Un réseau de bus à haute fréquence allant de banlieue à banlieue ?

« À l'heure de pointe, chaque voiture transporte 1,1 passager [en moyenne, Ndlr]. En passant à 1,7 on supprime la congestion », souligne l'adjoint (EELV) chargé des Transports, Christophe Najdovski, qui ajoute :

« Paris est la seule ville d'Europe à avoir un périphérique, une autoroute en son centre, mais elle doit composer avec une des plus fortes densités urbaines au monde, proche de celle de Hong Kong avec 30.000 à 40.000 habitants au kilomètre carré et une forte pression sur l'espace disponible.»

Le 10 juin, la présidente du conseil régional d'Île-de-France, Valérie Pécresse, faisait savoir qu'elle avait demandé à Île-de-France Mobilités [IDFM, ex-STIF] de « lancer, en lien avec la Région, un groupe de travail sur l'avenir du périphérique d'ici à la fin du mois de juin, avec une large concertation associant l'État, la Ville de Paris, les départements de petite et de grande couronne, les communes, les établissements publics territoriaux franciliens, ainsi que l'ensemble des acteurs économiques et des associations ». Des premières conclusions sur les usages actuels et les différents scénarios d'évolution en lien avec les transports en commun, sont attendues à l'automne.

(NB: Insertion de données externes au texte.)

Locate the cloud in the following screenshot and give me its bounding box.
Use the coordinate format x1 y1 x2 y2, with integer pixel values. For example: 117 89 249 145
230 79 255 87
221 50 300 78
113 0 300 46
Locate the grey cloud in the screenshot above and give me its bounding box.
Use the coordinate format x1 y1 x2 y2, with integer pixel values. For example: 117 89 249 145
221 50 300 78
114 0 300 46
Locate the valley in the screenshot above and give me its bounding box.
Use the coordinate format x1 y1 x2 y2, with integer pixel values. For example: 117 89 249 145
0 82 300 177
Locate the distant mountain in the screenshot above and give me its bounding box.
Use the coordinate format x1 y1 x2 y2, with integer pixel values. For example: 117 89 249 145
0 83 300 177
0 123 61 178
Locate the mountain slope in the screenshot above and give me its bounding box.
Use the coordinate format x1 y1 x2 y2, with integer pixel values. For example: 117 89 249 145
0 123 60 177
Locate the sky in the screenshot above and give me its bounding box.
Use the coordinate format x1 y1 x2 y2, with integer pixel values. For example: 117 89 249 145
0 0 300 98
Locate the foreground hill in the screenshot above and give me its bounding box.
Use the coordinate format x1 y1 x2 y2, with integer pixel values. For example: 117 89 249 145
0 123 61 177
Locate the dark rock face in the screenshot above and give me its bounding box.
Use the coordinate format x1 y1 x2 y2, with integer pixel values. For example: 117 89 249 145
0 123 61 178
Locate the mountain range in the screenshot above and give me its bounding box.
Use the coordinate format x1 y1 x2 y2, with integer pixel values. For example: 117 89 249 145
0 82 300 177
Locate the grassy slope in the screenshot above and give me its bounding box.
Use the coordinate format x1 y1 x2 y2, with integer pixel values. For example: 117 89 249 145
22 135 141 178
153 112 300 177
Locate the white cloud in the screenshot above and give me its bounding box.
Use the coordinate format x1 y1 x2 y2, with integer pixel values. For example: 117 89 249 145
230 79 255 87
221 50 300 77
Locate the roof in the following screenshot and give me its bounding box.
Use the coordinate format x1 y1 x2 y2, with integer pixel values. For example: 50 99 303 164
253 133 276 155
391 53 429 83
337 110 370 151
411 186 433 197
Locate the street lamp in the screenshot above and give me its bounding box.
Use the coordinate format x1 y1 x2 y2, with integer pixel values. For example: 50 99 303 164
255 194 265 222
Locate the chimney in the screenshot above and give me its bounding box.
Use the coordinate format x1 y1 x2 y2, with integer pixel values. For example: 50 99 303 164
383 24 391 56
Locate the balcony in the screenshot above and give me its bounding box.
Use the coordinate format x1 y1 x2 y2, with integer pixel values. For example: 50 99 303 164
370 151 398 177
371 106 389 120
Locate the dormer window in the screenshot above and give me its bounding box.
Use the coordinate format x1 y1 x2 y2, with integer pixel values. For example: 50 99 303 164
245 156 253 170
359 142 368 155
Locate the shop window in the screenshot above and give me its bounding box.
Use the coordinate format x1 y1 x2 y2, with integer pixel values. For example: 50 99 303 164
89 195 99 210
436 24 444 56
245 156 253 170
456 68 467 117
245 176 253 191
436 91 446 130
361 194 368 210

Avec ce groupe de travail, la Ville et la Région vont peut-être se retrouver sur deux points : les élus parisiens de la MIE proposent en effet de mettre en place un réseau de bus propres et à haute fréquence, allant de banlieue à banlieue, ne passant ni par Paris ni par le périph, afin d'y réduire la circulation, une compétence dévolue à IDFM. De même, la pollution atmosphérique et sonore ne s'arrête pas aux frontières administratives. Près de 400000 personnes habitant dans un rayon de 150 mètres autour du périphérique sont exposées quotidiennement à un bruit supérieur à 60 décibels, avec des pics à 80-85 décibels, et à des niveaux d'alerte de dioxyde d'azote et de particules fines.

Consultation internationale

En revanche, le Forum métropolitain du Grand Paris, syndicat mixte qui rassemble les territoires franciliens, peut légitimement avoir le sentiment de s'être fait voler la vedette par les deux collectivités. Le 24 mai 2018, il a lancé une consultation internationale sur le devenir des autoroutes, du périphérique et des voies rapides du Grand Paris, en mettant autour de la table la Région, la métropole et la Ville. Outre l'État qui a mis 200.000 euros au budget de 2,675 millions, l'Île-de-France a apporté 1 million d'euros, Paris 1 million aussi, et les départements, la MGP et les communes intéressées ont versé le reste. Face aux enjeux que représente la circulation quotidienne de 150 000 à 200 000 véhicules sur les 800 kilomètres de route que compte l'Île-de-France, la transition écologique et énergétique, ainsi que la révolution numérique et le véhicule autonome, ils ont décidé tous ensemble de se saisir de ces sujets d'infrastructures.

Le 6 juin dernier, au Pavillon de l'Arsenal, le Forum métropolitain a présenté les quatre équipes choisies, à l'issue de la consultation, par le syndicat mixte, la Ville, la Métropole et la Région. « J'espère que les travaux des quatre équipes ne seront pas vains et qu'on obtiendra les conclusions des travaux dès l'automne 2019 », a déclaré Vincent Jeanbrun, président du Forum métropolitain, maire (ex-LR) de L'Haÿ-les-Roses et vice-président du conseil régional, en présence d'Anne Hidalgo, de Patrick Ollier et de Valérie Pécresse. « Des initiatives sont attendues dès octobre 2019 pour poursuivre le travail », a renchéri le préfet de Paris, préfet d'Île-de-France Michel Cadot.